SANTA MONICA, California – Joel Diaz has been at this long enough to know when he’s sending the most prepared finished product of a fighter to the ring.

And that’s precisely the way he feels as he nears directing his World Boxing Association junior middleweight titleholder Israil Madrimov to the main-event stage at BMO Stadium in Los Angeles on Saturday night against unbeaten three-division champion Terence Crawford (40-0, 31 KOs).

While the world has seen the two-handed power and vicious finishing methods of Nebraska’s Crawford, Uzbekistan’s new titlist Madrimov (10-0-1, 7 KOs) is far lesser known.

As Diaz knows from inheriting Madrimov and many of his Eastern European neighbors, including light heavyweight champion Dmitry Bivol and former unified junior featherweight champion Murodjon “M.J.” Akhmadaliev, a few years ago, the 29-year-old Madrimov is an accomplished amateur who sought a title fight in his pro debut and who also possesses double-barreled, ambidextrous abilities.

“Israil is so complicated in the ring. Believe me, it’s hard to adjust to a fighter who knows how to make adjustments every second,” Diaz said. “Defensively, he’s great because he’s so strong.

“He throws punches when he knows he’s going to land them, and when he lands, he hurts.”

Diaz ordered some rapid-punching left-handers for sparring sessions, along with bigger punchers.

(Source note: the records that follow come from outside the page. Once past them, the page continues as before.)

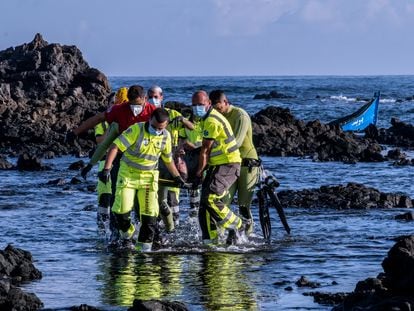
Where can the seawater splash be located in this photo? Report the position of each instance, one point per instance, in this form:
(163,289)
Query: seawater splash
(57,224)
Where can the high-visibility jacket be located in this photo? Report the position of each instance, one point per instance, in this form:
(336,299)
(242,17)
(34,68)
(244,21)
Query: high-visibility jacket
(174,126)
(225,149)
(241,125)
(194,136)
(100,128)
(141,149)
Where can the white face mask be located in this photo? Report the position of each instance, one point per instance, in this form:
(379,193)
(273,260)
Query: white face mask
(155,101)
(136,109)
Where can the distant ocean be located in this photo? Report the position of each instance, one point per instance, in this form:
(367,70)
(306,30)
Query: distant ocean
(336,248)
(312,97)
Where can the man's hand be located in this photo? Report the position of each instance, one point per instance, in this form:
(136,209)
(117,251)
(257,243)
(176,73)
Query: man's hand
(70,137)
(85,170)
(180,182)
(104,175)
(197,181)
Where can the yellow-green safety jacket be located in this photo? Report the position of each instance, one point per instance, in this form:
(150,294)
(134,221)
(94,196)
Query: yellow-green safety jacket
(141,149)
(225,149)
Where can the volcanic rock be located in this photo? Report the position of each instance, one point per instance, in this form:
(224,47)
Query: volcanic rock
(16,265)
(391,290)
(276,132)
(45,90)
(351,196)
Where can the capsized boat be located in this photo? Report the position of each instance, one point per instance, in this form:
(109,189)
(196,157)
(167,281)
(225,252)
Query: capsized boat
(362,118)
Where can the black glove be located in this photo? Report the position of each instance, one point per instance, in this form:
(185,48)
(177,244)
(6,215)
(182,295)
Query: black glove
(70,137)
(177,121)
(104,175)
(179,181)
(85,170)
(197,181)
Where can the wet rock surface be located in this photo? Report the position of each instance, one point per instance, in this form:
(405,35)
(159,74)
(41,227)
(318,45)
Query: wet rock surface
(391,290)
(16,266)
(350,196)
(278,133)
(144,305)
(48,89)
(45,90)
(399,134)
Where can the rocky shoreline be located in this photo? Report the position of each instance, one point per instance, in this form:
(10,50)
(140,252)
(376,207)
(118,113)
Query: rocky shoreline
(48,89)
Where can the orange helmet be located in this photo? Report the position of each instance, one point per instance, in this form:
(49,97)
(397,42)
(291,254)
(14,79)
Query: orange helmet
(121,95)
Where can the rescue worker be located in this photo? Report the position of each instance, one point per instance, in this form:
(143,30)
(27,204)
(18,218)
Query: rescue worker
(220,152)
(249,172)
(105,190)
(141,144)
(190,146)
(168,197)
(120,117)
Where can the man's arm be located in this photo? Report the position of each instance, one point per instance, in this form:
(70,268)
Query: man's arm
(172,169)
(89,123)
(113,151)
(240,129)
(187,123)
(206,147)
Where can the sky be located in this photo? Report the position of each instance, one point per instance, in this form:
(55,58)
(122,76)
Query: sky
(222,37)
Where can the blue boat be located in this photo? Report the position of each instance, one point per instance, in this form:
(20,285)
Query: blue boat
(362,118)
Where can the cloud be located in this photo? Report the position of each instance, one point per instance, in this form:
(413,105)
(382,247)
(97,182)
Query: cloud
(317,11)
(249,17)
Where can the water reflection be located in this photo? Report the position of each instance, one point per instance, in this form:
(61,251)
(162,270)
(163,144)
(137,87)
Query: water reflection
(225,283)
(127,276)
(219,280)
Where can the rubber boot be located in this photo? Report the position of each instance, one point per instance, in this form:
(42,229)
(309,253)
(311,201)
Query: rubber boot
(167,216)
(143,247)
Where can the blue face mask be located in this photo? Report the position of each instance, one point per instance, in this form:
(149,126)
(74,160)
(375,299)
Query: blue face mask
(199,111)
(153,131)
(155,101)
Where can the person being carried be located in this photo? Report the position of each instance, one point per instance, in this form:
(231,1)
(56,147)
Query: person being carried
(190,146)
(168,197)
(141,145)
(249,172)
(104,191)
(220,152)
(119,117)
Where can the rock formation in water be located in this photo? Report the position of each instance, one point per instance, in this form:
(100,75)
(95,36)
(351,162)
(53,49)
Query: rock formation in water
(16,266)
(399,134)
(351,196)
(46,89)
(391,290)
(278,133)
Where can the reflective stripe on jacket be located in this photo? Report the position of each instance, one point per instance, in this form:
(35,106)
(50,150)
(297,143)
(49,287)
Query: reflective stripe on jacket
(141,149)
(225,149)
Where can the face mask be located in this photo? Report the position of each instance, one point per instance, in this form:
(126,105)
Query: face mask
(199,111)
(155,101)
(136,109)
(153,131)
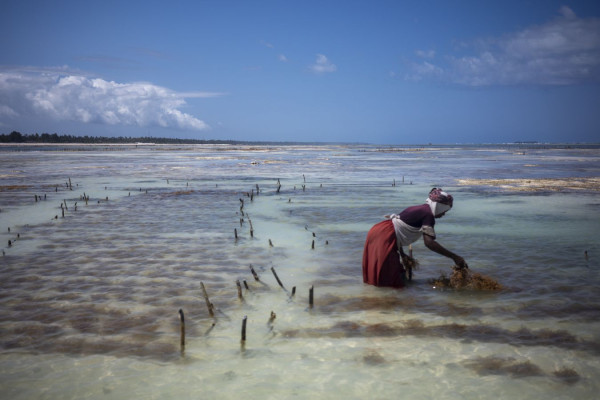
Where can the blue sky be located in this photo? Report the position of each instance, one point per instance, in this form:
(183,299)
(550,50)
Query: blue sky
(390,72)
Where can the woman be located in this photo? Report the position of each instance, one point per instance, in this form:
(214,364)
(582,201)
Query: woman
(382,264)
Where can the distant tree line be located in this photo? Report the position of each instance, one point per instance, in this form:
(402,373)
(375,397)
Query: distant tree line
(18,137)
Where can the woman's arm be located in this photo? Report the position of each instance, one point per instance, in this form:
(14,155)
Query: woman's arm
(438,248)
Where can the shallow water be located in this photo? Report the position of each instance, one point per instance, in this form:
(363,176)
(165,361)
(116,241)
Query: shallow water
(90,300)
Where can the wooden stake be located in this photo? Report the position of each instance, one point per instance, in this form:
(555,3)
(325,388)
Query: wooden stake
(244,328)
(239,289)
(209,305)
(276,277)
(182,328)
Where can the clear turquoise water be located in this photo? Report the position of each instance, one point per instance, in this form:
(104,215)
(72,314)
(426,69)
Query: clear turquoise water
(90,300)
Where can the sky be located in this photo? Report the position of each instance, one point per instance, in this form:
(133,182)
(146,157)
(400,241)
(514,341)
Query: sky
(383,72)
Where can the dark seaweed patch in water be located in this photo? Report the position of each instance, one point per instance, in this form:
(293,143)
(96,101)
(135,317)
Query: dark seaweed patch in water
(567,375)
(464,279)
(463,332)
(493,365)
(503,366)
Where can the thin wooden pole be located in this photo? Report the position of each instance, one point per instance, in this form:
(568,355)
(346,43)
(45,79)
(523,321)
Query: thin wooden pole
(256,278)
(209,305)
(182,328)
(244,328)
(276,277)
(239,289)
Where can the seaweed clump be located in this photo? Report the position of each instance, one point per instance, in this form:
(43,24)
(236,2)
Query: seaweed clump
(462,278)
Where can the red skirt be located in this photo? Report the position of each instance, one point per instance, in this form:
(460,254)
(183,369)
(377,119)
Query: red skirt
(381,261)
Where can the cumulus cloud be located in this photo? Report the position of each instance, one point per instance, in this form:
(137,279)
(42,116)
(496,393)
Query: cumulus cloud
(563,51)
(322,65)
(425,53)
(66,96)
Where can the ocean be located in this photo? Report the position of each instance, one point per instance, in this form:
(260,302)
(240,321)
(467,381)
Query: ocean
(104,245)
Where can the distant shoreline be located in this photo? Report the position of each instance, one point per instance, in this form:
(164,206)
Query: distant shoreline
(45,139)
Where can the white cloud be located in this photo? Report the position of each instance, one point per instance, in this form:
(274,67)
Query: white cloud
(563,51)
(322,65)
(425,53)
(66,96)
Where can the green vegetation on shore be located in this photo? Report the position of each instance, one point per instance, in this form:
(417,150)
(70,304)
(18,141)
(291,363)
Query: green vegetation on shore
(17,137)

“He hardly got hit. His reflexes and eye coordination is really good, and the thing that really raises my confidence is this guy is 99.9 percent disciplined. … These guys aren’t like the American or Mexican fighters who are often dealing with things away from their discipline,” Diaz said. “This guy, beside his religion, is disciplined on his nutrition, his conditioning, his boxing. This guy makes my job very easy, and when he’s in the ring, he dominates and reads things very well. He knows when to make changes.”

While Diaz has long been fond of Crawford, since the time the young fighter arrived at Diaz’s Indio, California, gym to train alongside current Hall of Fame two-division champion Timothy Bradley Jr., the trainer says Crawford’s move up from welterweight to attempt becoming a four-division champion is a truly daring step.

“Honestly, if Terence Crawford can beat this guy … yes, [Crawford’s] always been on my list as the top pound-for-pound fighter in the world, but if he can pull this off this time and beat my boy, I promise I’ll take my hat off and say, ‘There’s nobody out there better than Terence Crawford,’” Diaz said.

“Because we’ve put up a great boxing plan for him, and it’s not going to be easy to beat Israil.”